Imagine a Future that has a reference to its own internal data. In Rust, when we move a value, we're essentially copying its data to a new location and then invalidating the old location. If the Future were to move in memory while holding a reference to its own internal data, that reference could become invalid and lead to undefined behavior, which is a big no-no in Rust. Pin ensures that the Future is "pinned" in place and won't be moved in memory, allowing us to safely hold these internal or "self-referential" pointers. So, Pin's role is about ensuring safety and soundness when dealing with these Futures or any self-referential structures, in an asynchronous context.


This is why we use Pin<&mut Self> in the signature of the poll method.
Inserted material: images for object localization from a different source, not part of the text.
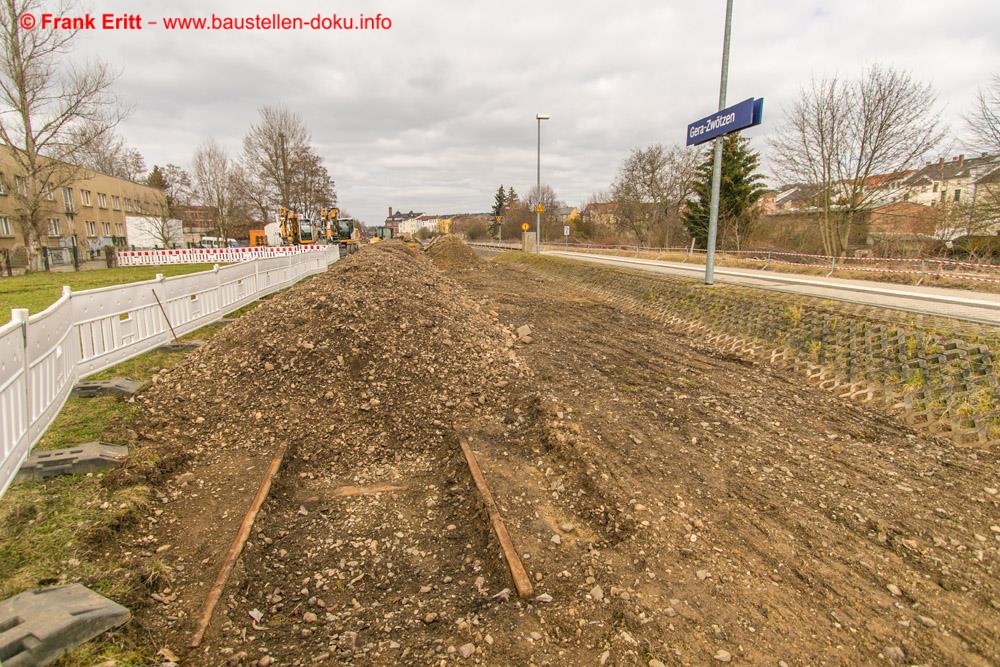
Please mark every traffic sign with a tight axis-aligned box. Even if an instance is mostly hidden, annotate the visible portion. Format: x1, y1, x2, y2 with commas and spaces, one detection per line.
563, 225, 570, 236
686, 97, 764, 146
535, 203, 544, 214
521, 223, 530, 232
495, 215, 502, 222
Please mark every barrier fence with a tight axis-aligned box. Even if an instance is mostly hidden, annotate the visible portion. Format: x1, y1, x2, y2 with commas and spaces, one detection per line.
468, 241, 1000, 283
0, 246, 339, 497
116, 245, 329, 266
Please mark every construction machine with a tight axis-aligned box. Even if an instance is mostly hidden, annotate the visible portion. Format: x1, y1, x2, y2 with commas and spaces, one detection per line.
278, 207, 317, 245
320, 208, 362, 253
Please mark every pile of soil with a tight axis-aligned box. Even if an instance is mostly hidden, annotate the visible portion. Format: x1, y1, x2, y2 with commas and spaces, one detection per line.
114, 241, 559, 664
425, 235, 482, 270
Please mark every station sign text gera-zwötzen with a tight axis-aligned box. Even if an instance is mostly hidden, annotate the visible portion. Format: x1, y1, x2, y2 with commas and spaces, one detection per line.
686, 97, 764, 146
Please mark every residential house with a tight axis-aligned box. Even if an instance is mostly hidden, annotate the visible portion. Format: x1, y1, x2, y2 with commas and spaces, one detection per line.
384, 207, 422, 235
901, 154, 1000, 209
581, 202, 617, 227
772, 184, 821, 211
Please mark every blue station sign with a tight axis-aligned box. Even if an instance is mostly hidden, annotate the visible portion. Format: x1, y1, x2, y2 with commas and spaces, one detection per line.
686, 97, 764, 146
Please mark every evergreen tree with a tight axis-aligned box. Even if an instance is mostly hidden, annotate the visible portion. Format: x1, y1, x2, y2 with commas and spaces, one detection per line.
147, 165, 166, 189
489, 185, 507, 236
506, 186, 518, 207
492, 185, 507, 216
682, 133, 767, 250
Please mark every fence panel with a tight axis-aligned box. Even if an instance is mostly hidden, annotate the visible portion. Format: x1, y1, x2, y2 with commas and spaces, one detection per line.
0, 246, 339, 496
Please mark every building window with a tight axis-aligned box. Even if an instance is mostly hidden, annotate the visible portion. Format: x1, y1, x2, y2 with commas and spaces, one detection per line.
932, 183, 938, 193
48, 218, 61, 236
111, 195, 121, 210
102, 222, 111, 236
15, 176, 26, 196
953, 189, 961, 202
44, 187, 54, 201
62, 187, 73, 211
115, 222, 124, 235
81, 190, 92, 206
0, 217, 12, 237
0, 173, 5, 195
124, 197, 132, 211
85, 221, 96, 236
98, 193, 107, 208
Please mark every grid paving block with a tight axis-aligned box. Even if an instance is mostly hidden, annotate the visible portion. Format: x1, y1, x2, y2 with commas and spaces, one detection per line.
16, 442, 128, 481
0, 584, 130, 666
70, 377, 142, 398
156, 340, 204, 353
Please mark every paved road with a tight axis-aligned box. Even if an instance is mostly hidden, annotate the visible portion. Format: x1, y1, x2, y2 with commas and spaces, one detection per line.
535, 249, 1000, 325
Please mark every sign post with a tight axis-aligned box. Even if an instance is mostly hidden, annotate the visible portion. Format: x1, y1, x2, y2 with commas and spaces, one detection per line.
683, 0, 765, 286
563, 224, 570, 248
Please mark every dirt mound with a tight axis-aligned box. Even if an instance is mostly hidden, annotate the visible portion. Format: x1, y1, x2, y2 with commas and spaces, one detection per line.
424, 234, 482, 270
116, 240, 545, 663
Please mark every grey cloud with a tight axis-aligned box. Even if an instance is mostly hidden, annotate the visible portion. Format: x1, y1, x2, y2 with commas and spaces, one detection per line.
70, 0, 1000, 224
It signifies that the Future will not and cannot move around in memory anymore, ensuring that any internal references remain valid.


Let's consider another example where we need to mutate data inside the Future.

use std::future::Future;
use std::pin::Pin;
use std::task::{Context, Poll};

struct MyFuture {
    some_data: i32,
}

impl Future for MyFuture {
    type Output = i32;

    fn poll(mut self: Pin<&mut Self>, _cx: &mut Context<'_>) -> Poll<Self::Output> {
				// Gets a mutable reference
        let self_mut = self.as_mut().get_mut();
				// Change data
        self_mut.some_data += 1;
        if self_mut.some_data > 10 {
            Poll::Ready(self_mut.some_data)
        } else {
            Poll::Pending
        }
    }
}


In this example, we've created a Future that increments its internal some_data field each time it's polled. This Future isn't considered 'ready' until some_data has been incremented to a value greater than 10. Essentially, this Future is 'counting to 10', asynchronously, before it yields its final result. Pin::as_mut and Pin::get_mut methods are used to get a mutable reference to the data inside the Pin. This allows you to mutate the data without violating the guarantee that the data will not be moved.


Bear in mind that handling Pin can be complicated, especially when you have futures that hold self-referential pointers or non-movable data. Always ensure you're upholding Rust's safety guarantees.

Summary

In this article, we've explored the concept of pinning in Rust, specifically in the poll method of Rust's Future trait. Pinning, by ensuring that a Future doesn't change its memory location, aids in maintaining safety during asynchronous programming.


We demonstrated a basic Future, where the poll method returned an immediately completed value, highlighting the role of Pin. Then we delved into manipulating data within a Pin using Pin::as_mut and Pin::get_mut, emphasizing how to work with a Pin while keeping Rust's safety rules. Understanding pinning in Rust, though complex, opens up new paths in writing safe, efficient Rust code.